O mencionado Executado veio ainda tomar posição, esgrimindo assim:

- a sua mandatária indicou a morada permanente daquele, situada na Noruega, em ... 11, ... ..., sendo que o Executado, por motivos de trabalho, tem de ausentar-se da sua residência por vários dias, uma vez que trabalha a bordo de um navio naquele país;

- não sendo possível, ou frustrando-se, a citação por via postal, procede-se à citação por intermédio do consulado português mais próximo ou, não sendo viável o recurso ao consulado, realiza-se a citação por carta rogatória;

- o conhecimento efetivo da propositura da ação contra determinada pessoa traduz-se na primeira das garantias para o cumprimento dos princípios do contraditório, da igualdade e do acesso ao direito e à tutela jurisdicional efetiva;

- por isso, o Executado deverá ser citado por via do consulado mais próximo da sua residência permanente na Noruega.

Por subsequente despacho – o aqui recorrido –, proferido em 26/10/2022, foi assim decidido:

«Requerimento de 13-06-2022 - O executado AA veio invocar a nulidade da citação, uma vez que à respetiva Mandatária apenas foram conferidos poderes gerais, pelo que não pode receber a citação em nome do executado.

O exequente pugnou pela validade da citação efetuada.

Compulsados os autos, verifico que:

- a presente execução tem por fim a prestação de facto, sendo o título executivo sentença condenatória judicial;

- o executado foi citado por via postal registada em 11-03-2022 (conforme se retira da citação de 9-03-2022 e do aviso de receção junto em 23-05-2022, assinado por CC);

- notificado o executado para informar se mantém interesse na apreciação da nulidade da citação arguida, face aos documentos mencionados no parágrafo anterior, o mesmo respondeu afirmativamente, tendo impugnado tais documentos.

Cumpre apreciar e decidir.

O artigo 228.º do CPC dispõe que:

"1 - A citação de pessoa singular por via postal faz-se por meio de carta registada com aviso de receção, de modelo oficialmente aprovado, dirigida ao citando e endereçada para a sua residência ou local de trabalho, incluindo todos os elementos a que se refere o artigo anterior e ainda a advertência, dirigida ao terceiro que a receba, de que a não entrega ao citando, logo que possível, o faz incorrer em responsabilidade, em termos equiparados aos da litigância de má fé.
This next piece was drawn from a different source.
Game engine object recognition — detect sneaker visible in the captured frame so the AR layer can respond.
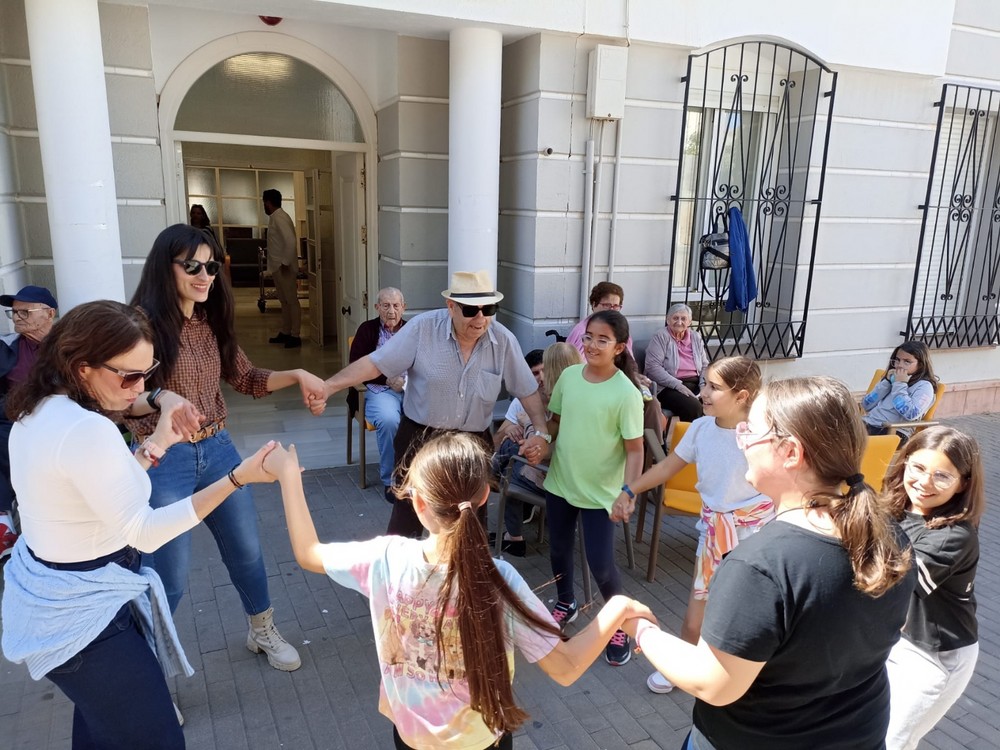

2 - A carta pode ser entregue, após assinatura do aviso de receção, ao citando ou a qualquer pessoa que se encontre na sua residência ou local de trabalho e que declare encontrar-se em condições de a entregar prontamente ao citando.

3 - Antes da assinatura do aviso de receção, o distribuidor do serviço postal procede à identificação do citando ou do terceiro a quem a carta seja entregue, anotando os elementos constantes do cartão do cidadão, bilhete de identidade ou de outro documento oficial que permita a identificação."

Da factualidade indicada acima retira-se que foram observados todos os requisitos da citação recebida por terceiro, nomeadamente a identificação do mesmo.

Acrescenta o artigo 230.º, n.º 1, que "a citação postal efetuada ao abrigo do artigo 228.º considera-se feita no dia em que se mostre assinado o aviso de receção e tem-se por efetuada na própria pessoa do citando, mesmo quando o aviso de receção haja sido assinado por terceiro, presumindo-se, salvo demonstração em contrário, que a carta foi oportunamente entregue ao destinatário".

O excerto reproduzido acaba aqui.